Dear Editor,
It was a dreadful topic and perhaps that is why my friend sought to ease the tension. “I pass wind stronger than their ‘full force of the law’ ”, he declared.
He was referring, of course, to the warning by Home Affairs Minister, Clement Rohee, that anyone caught helping escaped prisoners will feel the “full force of the law”.
My friend and I were discussing the shocking news reports that a “pleasant” nine-year-old girl was brutally raped, strangled and beaten to death at Parika beach. The perpetrators of such a crime are indeed less human and more beastly. The report was even more disturbing as in the same issue newspapers we learned that two of the recent prison escapees were convicted for the ruthless gang rape and murder of a 13-year-old Wakenaam schoolgirl a few years ago.
While I don’t support flogging in schools I would certainly endorse the use of the cat-o-nine tails to whip certain convicted criminals before sending them to prison.

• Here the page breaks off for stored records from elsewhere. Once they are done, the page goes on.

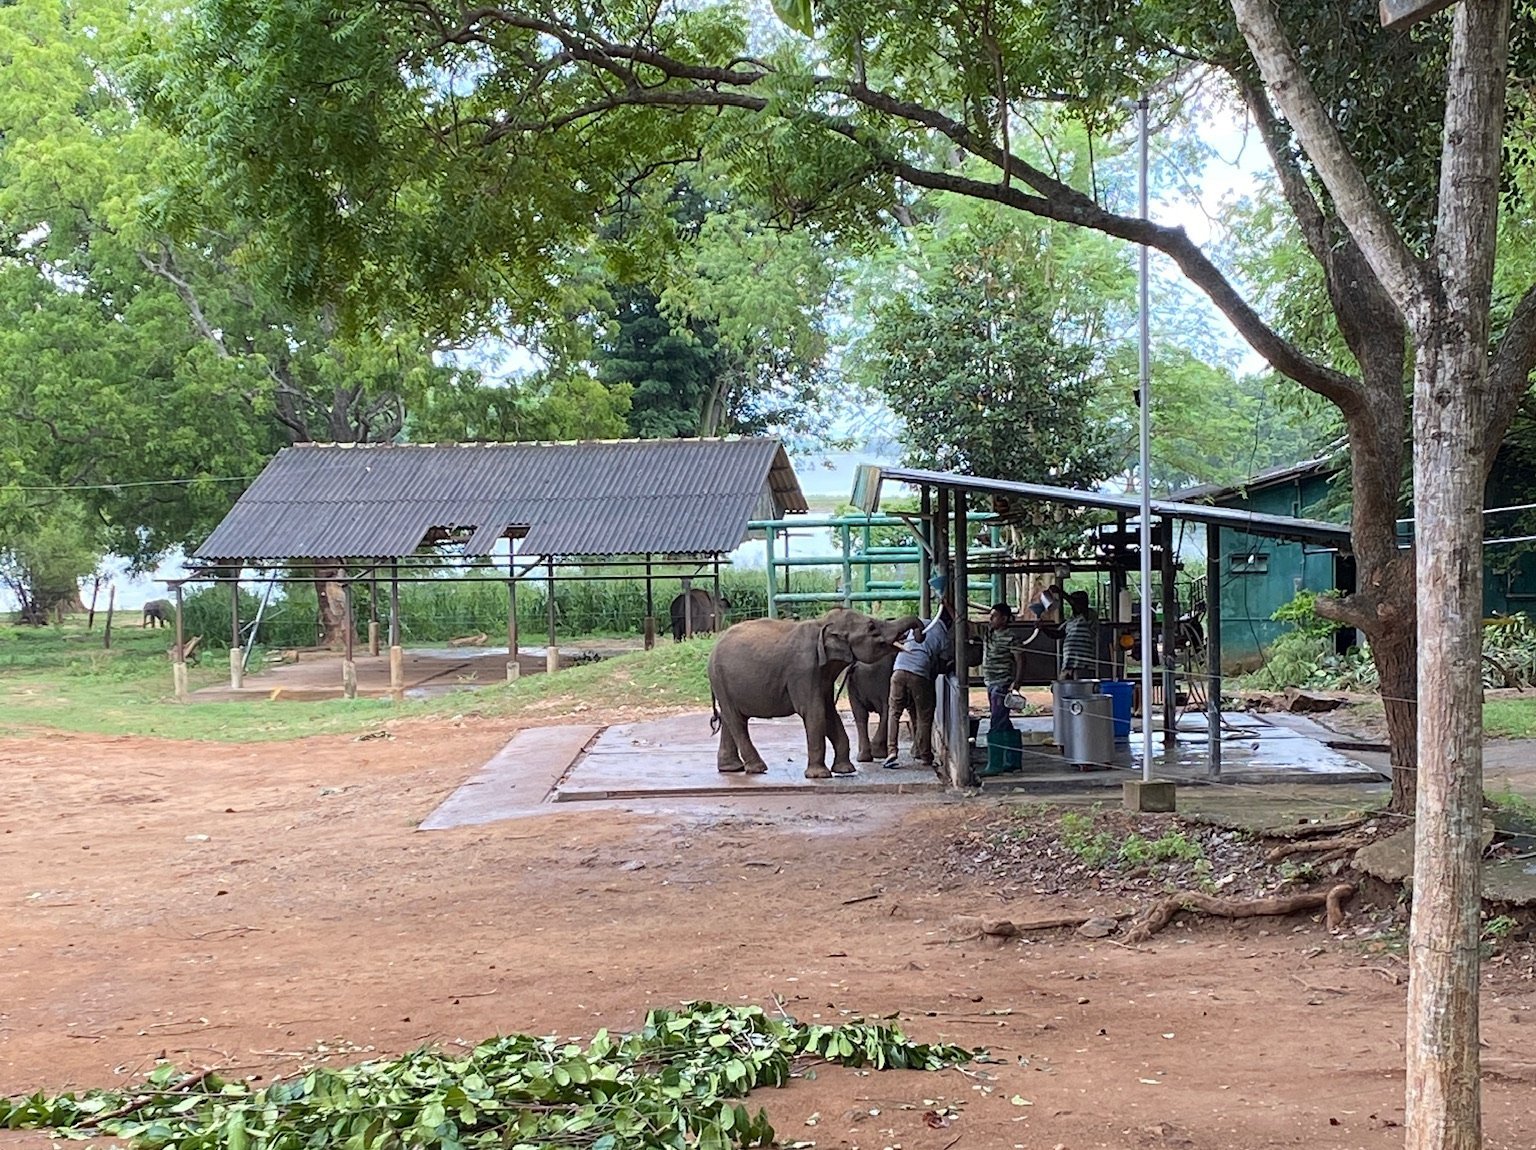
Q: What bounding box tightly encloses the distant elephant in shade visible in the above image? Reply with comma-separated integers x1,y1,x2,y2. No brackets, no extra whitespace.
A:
142,599,173,629
846,615,923,762
669,588,729,641
708,608,909,779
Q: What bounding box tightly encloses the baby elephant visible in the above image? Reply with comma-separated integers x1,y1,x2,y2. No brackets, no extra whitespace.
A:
142,599,174,628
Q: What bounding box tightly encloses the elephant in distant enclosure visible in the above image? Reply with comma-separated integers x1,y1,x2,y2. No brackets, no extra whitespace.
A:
669,588,730,641
142,599,173,628
708,608,910,779
847,615,922,762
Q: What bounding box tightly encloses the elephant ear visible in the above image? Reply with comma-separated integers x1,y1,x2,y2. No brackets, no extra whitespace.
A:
816,624,829,666
817,623,854,666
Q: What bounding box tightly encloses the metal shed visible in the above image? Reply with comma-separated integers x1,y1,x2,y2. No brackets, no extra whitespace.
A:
177,438,807,699
854,465,1354,787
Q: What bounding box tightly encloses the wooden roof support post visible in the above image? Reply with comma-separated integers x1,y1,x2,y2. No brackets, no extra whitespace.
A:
545,560,559,674
952,489,974,787
369,568,380,656
919,486,933,618
506,547,520,682
713,558,723,630
388,560,403,696
1206,523,1223,778
341,574,357,700
229,572,244,690
172,582,188,702
1159,516,1178,748
643,555,656,650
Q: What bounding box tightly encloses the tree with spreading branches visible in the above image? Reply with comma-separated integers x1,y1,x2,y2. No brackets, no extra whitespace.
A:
144,2,1535,1141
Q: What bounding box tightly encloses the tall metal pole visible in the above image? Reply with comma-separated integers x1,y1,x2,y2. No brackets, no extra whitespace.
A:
1137,94,1155,781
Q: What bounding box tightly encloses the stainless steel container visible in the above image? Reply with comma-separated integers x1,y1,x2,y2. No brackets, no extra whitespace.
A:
1063,694,1116,766
1052,679,1100,747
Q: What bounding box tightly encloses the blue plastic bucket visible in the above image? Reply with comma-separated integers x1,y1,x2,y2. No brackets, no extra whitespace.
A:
1100,680,1135,743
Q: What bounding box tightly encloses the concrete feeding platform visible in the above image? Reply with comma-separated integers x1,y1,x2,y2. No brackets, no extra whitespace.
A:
553,713,945,801
974,710,1386,791
416,706,1386,831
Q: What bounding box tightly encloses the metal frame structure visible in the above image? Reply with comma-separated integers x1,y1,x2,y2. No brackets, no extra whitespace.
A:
854,465,1354,787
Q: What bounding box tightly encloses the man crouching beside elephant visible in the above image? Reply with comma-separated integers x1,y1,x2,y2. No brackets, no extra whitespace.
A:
708,608,910,779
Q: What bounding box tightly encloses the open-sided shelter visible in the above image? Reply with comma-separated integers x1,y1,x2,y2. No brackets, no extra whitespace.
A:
853,465,1354,787
180,438,807,697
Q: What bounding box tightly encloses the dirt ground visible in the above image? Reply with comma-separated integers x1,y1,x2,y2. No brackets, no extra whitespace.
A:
3,717,1535,1150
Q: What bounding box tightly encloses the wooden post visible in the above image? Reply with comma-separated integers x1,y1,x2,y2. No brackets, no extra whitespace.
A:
764,529,778,618
172,583,188,701
840,523,853,607
368,569,380,656
388,560,403,695
713,559,723,629
102,585,115,650
951,488,973,787
545,560,559,674
86,577,100,631
341,577,357,699
643,555,656,649
506,549,519,682
919,486,933,618
1159,516,1178,747
229,574,244,690
682,575,694,638
1206,523,1222,778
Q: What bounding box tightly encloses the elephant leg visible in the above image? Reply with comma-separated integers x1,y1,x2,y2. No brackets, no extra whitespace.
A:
716,712,745,772
825,687,855,774
800,700,832,779
849,694,873,762
726,713,768,774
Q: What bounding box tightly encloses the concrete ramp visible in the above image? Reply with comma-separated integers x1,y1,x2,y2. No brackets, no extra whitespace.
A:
418,725,600,828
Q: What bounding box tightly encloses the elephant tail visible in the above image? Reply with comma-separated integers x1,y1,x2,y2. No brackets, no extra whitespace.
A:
709,691,721,735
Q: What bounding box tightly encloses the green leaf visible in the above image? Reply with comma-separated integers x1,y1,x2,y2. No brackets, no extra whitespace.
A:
770,0,815,35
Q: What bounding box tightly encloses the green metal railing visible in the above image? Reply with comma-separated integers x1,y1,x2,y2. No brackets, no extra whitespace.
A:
748,513,1006,617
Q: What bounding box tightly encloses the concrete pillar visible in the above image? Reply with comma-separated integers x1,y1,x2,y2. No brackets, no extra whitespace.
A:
173,582,188,702
506,556,520,682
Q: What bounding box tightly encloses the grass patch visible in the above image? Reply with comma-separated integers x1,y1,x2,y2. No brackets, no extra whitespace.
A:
0,623,715,742
1484,697,1536,739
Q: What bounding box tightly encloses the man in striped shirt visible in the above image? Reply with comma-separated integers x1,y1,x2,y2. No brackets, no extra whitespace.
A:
1060,591,1101,680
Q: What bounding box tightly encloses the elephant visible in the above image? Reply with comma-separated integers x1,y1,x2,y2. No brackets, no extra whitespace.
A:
847,615,923,762
669,588,730,641
708,608,910,779
142,599,173,628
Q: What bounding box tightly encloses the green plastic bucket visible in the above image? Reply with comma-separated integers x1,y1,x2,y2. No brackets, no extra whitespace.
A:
986,726,1023,773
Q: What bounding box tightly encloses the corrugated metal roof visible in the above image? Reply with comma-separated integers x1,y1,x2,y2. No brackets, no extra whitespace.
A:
194,438,809,561
869,467,1353,548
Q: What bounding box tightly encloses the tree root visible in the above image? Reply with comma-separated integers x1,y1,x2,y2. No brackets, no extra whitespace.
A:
1121,883,1355,944
941,910,1133,942
1264,836,1368,863
1265,816,1369,841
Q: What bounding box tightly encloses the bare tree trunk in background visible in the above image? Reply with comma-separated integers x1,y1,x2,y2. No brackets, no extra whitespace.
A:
313,562,351,649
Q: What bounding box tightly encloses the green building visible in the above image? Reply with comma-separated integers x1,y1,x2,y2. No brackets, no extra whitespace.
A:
1176,456,1536,669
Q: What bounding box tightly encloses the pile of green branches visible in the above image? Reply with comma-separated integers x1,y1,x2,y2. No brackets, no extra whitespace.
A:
1,1003,972,1150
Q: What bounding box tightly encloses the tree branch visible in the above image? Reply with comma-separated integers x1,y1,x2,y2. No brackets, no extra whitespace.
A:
1229,0,1432,330
1487,282,1536,457
137,247,230,357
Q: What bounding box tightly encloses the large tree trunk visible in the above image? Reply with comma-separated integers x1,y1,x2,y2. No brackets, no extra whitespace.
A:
1372,617,1419,812
1402,3,1507,1145
313,562,351,650
1405,332,1488,1150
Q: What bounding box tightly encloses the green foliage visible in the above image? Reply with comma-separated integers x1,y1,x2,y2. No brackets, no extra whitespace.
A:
1485,784,1536,824
0,500,102,623
1270,590,1343,640
858,215,1117,547
1481,914,1518,941
1059,809,1205,869
0,1003,972,1150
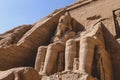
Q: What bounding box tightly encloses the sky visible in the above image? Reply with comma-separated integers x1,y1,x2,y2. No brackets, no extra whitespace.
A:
0,0,75,34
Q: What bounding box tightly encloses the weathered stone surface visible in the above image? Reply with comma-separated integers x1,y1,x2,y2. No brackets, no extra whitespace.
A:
41,72,97,80
0,9,65,70
0,0,120,80
0,25,32,46
17,9,65,49
34,11,112,80
0,67,40,80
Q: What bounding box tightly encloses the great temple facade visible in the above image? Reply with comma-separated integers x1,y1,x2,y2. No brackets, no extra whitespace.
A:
0,0,120,80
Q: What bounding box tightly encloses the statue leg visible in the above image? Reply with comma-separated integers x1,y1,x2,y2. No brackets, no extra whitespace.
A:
41,43,65,75
65,39,77,72
35,46,47,72
79,37,96,75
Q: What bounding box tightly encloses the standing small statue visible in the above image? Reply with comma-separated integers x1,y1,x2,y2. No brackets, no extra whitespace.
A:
35,12,75,75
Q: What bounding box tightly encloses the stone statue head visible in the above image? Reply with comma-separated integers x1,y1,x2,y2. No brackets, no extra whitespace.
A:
115,9,120,20
58,12,72,33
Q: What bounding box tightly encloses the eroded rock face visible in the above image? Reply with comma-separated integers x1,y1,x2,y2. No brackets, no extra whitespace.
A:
0,25,32,46
35,12,112,80
0,0,120,80
0,10,65,71
0,67,40,80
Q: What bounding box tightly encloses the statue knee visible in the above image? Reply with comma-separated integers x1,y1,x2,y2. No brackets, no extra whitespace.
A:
80,37,96,50
48,43,57,51
66,39,75,46
38,46,47,55
38,46,47,51
47,43,64,53
81,37,94,44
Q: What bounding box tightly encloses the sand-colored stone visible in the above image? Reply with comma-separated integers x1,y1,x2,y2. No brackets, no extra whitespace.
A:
0,67,40,80
0,0,120,80
0,25,32,46
35,12,76,75
0,9,65,70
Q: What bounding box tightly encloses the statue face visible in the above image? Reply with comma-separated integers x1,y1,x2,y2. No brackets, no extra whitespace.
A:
58,22,67,32
59,16,65,23
58,15,70,32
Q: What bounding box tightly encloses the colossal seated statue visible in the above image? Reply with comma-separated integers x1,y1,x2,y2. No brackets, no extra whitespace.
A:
65,22,104,72
64,22,112,80
35,12,112,80
35,12,75,75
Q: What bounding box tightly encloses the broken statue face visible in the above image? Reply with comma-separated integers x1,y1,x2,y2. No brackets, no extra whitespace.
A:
58,12,72,32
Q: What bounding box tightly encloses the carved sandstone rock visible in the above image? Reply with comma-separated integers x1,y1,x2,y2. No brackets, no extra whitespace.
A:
0,0,120,80
0,10,65,70
35,12,76,75
0,25,32,46
0,67,40,80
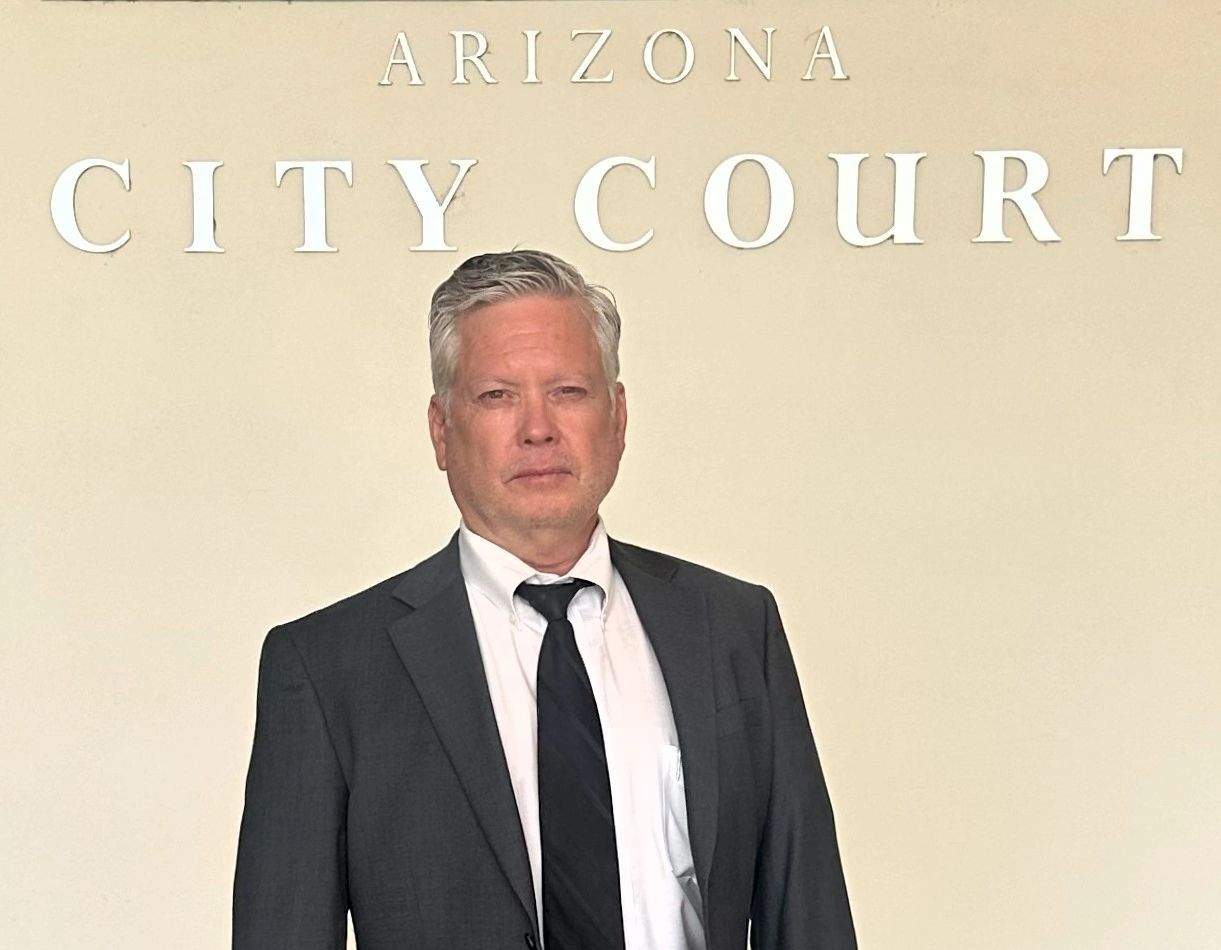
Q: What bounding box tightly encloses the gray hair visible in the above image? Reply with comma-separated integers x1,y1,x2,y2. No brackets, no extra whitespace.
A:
428,249,621,406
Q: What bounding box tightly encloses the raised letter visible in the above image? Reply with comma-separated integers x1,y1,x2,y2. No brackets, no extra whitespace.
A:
726,28,774,81
50,158,131,253
379,32,424,86
830,152,925,247
643,29,694,84
802,26,848,80
571,29,613,83
1102,147,1184,241
184,160,223,253
574,156,655,252
452,31,498,85
523,30,541,83
275,160,353,253
703,154,794,249
973,150,1060,243
387,159,477,251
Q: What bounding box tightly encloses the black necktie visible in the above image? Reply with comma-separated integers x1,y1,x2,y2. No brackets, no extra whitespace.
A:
516,580,626,950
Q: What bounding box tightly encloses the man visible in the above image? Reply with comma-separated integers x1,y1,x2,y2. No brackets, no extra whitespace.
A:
233,250,856,950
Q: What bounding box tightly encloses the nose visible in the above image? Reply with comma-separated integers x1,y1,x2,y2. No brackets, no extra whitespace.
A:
518,392,557,446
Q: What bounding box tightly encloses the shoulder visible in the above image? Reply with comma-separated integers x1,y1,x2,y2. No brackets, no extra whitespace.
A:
280,570,412,635
262,537,457,661
610,539,784,661
610,537,773,605
255,571,408,675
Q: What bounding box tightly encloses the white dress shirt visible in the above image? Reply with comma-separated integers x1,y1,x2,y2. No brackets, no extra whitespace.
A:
458,521,707,950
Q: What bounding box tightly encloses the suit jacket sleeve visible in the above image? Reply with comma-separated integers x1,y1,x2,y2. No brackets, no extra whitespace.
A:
750,588,857,950
233,626,349,950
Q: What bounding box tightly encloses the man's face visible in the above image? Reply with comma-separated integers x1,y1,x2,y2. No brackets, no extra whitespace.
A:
428,294,627,554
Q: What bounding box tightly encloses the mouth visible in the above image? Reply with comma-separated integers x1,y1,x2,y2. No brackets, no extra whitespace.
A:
510,467,572,483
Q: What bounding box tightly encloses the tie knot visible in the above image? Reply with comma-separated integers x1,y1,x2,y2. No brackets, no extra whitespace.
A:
515,579,594,623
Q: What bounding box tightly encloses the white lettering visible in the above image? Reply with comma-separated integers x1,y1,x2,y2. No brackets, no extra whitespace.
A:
1102,147,1184,241
574,156,656,252
973,150,1061,243
50,158,131,253
387,159,477,251
830,152,925,247
523,30,541,84
571,29,613,83
451,31,498,85
643,29,695,84
274,160,353,252
184,160,224,253
726,28,774,81
703,154,794,249
379,32,424,86
802,26,848,81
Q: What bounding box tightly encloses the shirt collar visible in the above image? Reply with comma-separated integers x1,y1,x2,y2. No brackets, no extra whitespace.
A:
457,519,615,619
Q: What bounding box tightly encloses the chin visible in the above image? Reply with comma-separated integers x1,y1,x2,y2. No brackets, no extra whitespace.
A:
514,501,591,532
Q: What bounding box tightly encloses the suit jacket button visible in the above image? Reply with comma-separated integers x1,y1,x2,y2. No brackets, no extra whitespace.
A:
524,934,537,949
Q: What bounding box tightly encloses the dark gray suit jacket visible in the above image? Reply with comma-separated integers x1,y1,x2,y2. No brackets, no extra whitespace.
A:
233,536,856,950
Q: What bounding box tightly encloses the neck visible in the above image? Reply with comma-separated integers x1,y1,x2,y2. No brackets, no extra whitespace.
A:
464,516,598,576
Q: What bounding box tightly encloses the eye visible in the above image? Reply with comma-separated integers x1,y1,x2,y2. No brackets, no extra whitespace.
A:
555,386,588,398
479,389,507,402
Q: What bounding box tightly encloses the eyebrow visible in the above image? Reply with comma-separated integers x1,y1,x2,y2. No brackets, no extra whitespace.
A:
467,373,597,388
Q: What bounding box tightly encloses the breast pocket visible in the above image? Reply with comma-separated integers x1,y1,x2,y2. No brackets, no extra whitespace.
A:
715,696,762,738
659,744,696,882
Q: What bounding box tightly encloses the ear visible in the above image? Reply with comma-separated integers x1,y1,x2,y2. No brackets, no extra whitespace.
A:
427,395,448,471
612,382,627,454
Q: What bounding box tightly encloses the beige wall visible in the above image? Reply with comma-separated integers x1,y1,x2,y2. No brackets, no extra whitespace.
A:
3,2,1219,947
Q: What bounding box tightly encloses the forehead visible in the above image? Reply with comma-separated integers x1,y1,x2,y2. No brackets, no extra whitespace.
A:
456,295,600,367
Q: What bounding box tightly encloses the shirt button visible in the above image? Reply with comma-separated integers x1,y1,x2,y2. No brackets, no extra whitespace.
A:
524,933,537,949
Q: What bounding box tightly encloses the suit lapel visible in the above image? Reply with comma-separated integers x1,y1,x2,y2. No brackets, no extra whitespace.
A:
384,534,720,930
386,537,537,931
611,540,720,906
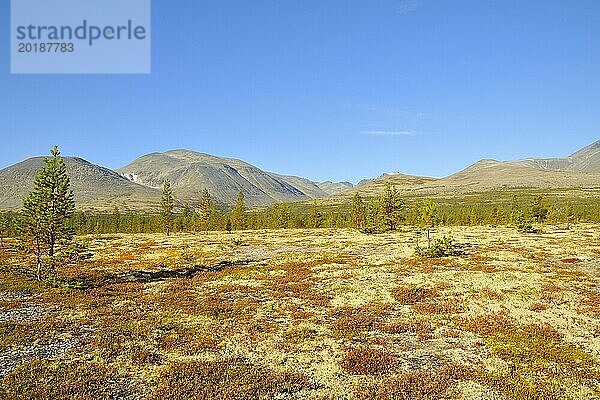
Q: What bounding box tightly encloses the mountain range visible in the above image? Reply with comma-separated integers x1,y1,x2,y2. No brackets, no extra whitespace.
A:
337,140,600,200
0,140,598,211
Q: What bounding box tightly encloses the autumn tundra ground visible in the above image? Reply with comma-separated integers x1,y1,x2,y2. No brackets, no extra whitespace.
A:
0,225,599,399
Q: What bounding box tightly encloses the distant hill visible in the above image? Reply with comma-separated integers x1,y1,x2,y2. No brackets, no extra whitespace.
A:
324,139,600,202
437,140,600,192
0,157,160,211
438,159,600,192
327,172,438,202
316,181,354,195
117,150,325,206
508,140,600,173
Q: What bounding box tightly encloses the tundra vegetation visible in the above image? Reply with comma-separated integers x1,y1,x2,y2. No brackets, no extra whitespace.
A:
0,148,599,399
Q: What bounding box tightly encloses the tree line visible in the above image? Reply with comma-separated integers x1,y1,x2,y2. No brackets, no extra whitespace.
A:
1,151,598,244
1,184,596,239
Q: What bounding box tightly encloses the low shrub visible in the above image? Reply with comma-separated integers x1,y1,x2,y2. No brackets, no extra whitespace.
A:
152,358,313,400
340,346,398,375
354,364,474,400
0,360,133,400
415,236,463,258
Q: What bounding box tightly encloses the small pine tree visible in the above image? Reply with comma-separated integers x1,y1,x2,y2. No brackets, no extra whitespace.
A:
515,210,536,233
208,204,220,231
17,146,79,280
160,180,175,236
545,206,560,224
529,195,547,223
225,217,232,233
361,200,383,234
496,207,505,225
278,203,290,229
198,188,212,232
231,191,247,230
419,199,437,248
308,201,323,228
111,207,121,233
378,183,404,231
509,195,520,224
565,201,576,229
351,193,366,229
407,200,421,226
468,207,479,226
486,206,503,226
181,202,193,232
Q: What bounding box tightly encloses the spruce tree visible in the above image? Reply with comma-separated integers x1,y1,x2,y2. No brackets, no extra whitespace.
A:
351,193,366,229
309,201,323,228
160,180,175,236
181,202,193,231
198,188,212,232
18,146,76,280
378,183,404,231
529,195,547,223
231,191,247,230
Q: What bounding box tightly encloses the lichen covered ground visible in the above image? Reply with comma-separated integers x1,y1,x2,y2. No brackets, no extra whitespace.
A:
1,225,599,399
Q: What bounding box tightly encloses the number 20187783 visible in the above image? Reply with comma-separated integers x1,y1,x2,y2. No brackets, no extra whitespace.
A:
17,42,74,52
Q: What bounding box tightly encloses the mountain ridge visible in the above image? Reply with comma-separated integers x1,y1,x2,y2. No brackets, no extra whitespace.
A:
0,156,160,211
326,139,600,201
507,140,600,173
0,139,598,211
117,149,329,206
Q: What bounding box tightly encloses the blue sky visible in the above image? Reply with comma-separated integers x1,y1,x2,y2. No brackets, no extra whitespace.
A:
1,0,599,183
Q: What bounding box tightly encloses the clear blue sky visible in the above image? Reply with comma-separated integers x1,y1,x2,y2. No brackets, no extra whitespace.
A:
1,0,599,183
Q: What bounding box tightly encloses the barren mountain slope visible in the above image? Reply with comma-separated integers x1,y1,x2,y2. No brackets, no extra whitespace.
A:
0,157,160,211
118,150,316,206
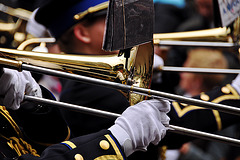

The news story of the Parika child, Indy, had a few elements that are distinctly Guyanese. We are told that Indy – only nine years old – went to the riverside to bathe. Alone? Where were her parents?
We are told that the mother, Ramwattie Safeek, “had looked for her for a while” but then gave up. How long is “a while”? Did this “mother” ask anyone for help in conducting the search?
“Mommy” Ramwattie also told the press that her nine year old (still a baby to most parents) would frequently go to her grandmother’s home in Zeelugt “without telling her.”
Without telling her? A nine year old?
I once heard that it will take three generations before this country could return to civilized normalcy. At the rate we are going, I wouldn’t count on it.